Peter, from Classic came in with a coffee and bagel. He stood expectantly in the centre of the space.
“I’ll leave you to it then Cliff. Oh by the way, Peter is off limits. That is if you value your caffeine.”
Dan went into his shop. Sandy was, as always dusting the shelves. She claimed it looked good to be busy when a customer enters.
“The James domaine in shape?” she asked.
“Globe was good to you?”
“Yeah, well, I’d rather keep a lower profile about that sort of thing.”
“Helping to bust up a child porn network isn’t a bad sort of thing.”
“Not the sort of business I want to develop.” Dan had worked on a case of a man who was posting sexually explicit pictures of a child, he claimed to be his daughter, from various hotels in the States.
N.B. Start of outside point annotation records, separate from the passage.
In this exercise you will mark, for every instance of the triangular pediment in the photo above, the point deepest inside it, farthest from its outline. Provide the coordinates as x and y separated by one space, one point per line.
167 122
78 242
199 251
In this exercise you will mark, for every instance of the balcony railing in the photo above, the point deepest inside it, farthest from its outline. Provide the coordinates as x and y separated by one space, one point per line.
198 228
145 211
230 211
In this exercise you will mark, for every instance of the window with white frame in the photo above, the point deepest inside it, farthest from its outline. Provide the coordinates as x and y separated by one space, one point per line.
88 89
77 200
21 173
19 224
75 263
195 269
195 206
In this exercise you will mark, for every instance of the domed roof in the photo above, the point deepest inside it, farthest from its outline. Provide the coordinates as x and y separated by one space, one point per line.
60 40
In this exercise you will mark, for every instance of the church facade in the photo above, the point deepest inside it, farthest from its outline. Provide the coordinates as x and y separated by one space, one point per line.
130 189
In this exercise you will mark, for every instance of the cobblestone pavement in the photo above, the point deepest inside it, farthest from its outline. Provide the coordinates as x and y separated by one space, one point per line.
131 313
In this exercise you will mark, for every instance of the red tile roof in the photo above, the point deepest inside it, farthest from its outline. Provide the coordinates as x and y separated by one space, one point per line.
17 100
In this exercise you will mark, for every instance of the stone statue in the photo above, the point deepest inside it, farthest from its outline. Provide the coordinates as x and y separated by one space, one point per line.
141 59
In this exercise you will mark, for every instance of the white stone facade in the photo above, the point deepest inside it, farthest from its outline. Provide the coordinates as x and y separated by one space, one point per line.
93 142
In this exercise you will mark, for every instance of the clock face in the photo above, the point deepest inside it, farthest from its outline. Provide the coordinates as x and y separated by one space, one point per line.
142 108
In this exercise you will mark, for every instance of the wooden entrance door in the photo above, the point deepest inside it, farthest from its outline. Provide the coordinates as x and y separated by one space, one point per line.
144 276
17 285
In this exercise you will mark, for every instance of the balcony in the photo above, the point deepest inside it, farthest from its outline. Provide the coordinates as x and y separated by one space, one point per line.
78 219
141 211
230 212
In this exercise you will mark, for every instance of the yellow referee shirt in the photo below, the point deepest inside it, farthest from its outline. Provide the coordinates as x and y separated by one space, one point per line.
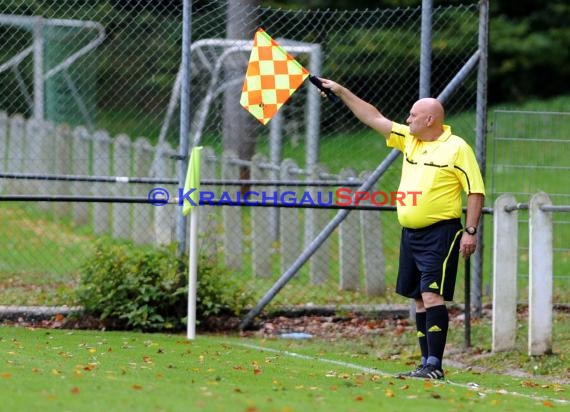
439 170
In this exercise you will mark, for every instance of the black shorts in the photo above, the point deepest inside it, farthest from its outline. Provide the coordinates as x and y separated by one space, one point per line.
428 260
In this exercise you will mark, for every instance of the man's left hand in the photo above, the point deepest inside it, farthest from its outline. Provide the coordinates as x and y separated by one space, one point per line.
468 245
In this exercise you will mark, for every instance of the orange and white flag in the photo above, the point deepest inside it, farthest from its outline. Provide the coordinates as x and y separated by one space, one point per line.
272 77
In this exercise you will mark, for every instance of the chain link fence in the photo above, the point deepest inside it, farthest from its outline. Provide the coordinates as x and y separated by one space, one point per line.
529 151
92 89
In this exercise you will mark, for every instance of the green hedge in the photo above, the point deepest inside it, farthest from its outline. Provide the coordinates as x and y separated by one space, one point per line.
131 288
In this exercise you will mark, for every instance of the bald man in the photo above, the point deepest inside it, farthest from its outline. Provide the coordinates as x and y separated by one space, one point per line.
440 166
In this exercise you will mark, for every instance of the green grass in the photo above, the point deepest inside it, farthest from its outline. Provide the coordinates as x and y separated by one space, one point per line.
59 370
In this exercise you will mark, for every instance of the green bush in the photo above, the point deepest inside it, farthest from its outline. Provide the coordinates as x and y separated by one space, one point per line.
131 288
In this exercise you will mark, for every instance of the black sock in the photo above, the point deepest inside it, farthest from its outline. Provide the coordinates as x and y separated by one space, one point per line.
422 338
437 323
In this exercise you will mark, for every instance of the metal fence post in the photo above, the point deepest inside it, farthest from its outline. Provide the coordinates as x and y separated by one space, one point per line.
505 245
540 276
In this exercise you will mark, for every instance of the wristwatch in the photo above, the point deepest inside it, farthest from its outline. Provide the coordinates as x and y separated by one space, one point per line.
471 230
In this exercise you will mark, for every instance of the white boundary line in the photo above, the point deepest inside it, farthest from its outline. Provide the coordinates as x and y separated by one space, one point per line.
473 387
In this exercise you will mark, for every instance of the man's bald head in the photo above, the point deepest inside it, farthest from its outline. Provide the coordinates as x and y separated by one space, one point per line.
426 118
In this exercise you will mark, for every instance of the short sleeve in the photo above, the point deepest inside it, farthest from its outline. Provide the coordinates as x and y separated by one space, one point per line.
397 138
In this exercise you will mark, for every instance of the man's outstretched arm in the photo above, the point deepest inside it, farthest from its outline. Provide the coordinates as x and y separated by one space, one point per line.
365 112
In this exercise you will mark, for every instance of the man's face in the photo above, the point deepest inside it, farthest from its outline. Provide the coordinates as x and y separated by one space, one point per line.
418 119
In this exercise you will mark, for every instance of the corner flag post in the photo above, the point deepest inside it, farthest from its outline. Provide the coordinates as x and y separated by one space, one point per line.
192 182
The sex acts were clear but backgrounds had been photoshopped into blurs. Dan was able to reverse that blur and traced the photos to an actual hotel and from there to the man.
When Ushio, his other clerk, arrived, Dan went up to his office on the second floor. He took the compact lift he’d had installed two years ago to accommodate handicapped access by-law. Usually he took the stairs but he used it at least once a day to make sure it was in running order. Access to his third floor workshop was only by the stairs.
His office took up the middle of the block of the building. His workshop covered the entire top floor. It was one of the reasons he wasn’t going to let his sister talk him into selling the building.
The workshop has originally been his Dad’s idea. for research and development. One part of it was a dark room for developing film and experimenting with various ways of of printing negatives. All of which was now pretty much passé thanks to the digital age. Another part was devoted to state of the art digital image manipulation and photo restoration.
Running the length of the back walls on both floors was the company archives. Negatives of nearly every photograph he or his dad had taken. His sister removed what she considered her portfolio when the FairVista location had opened. Dan didn’t really care what she wanted. But he knew what she couldn’t have.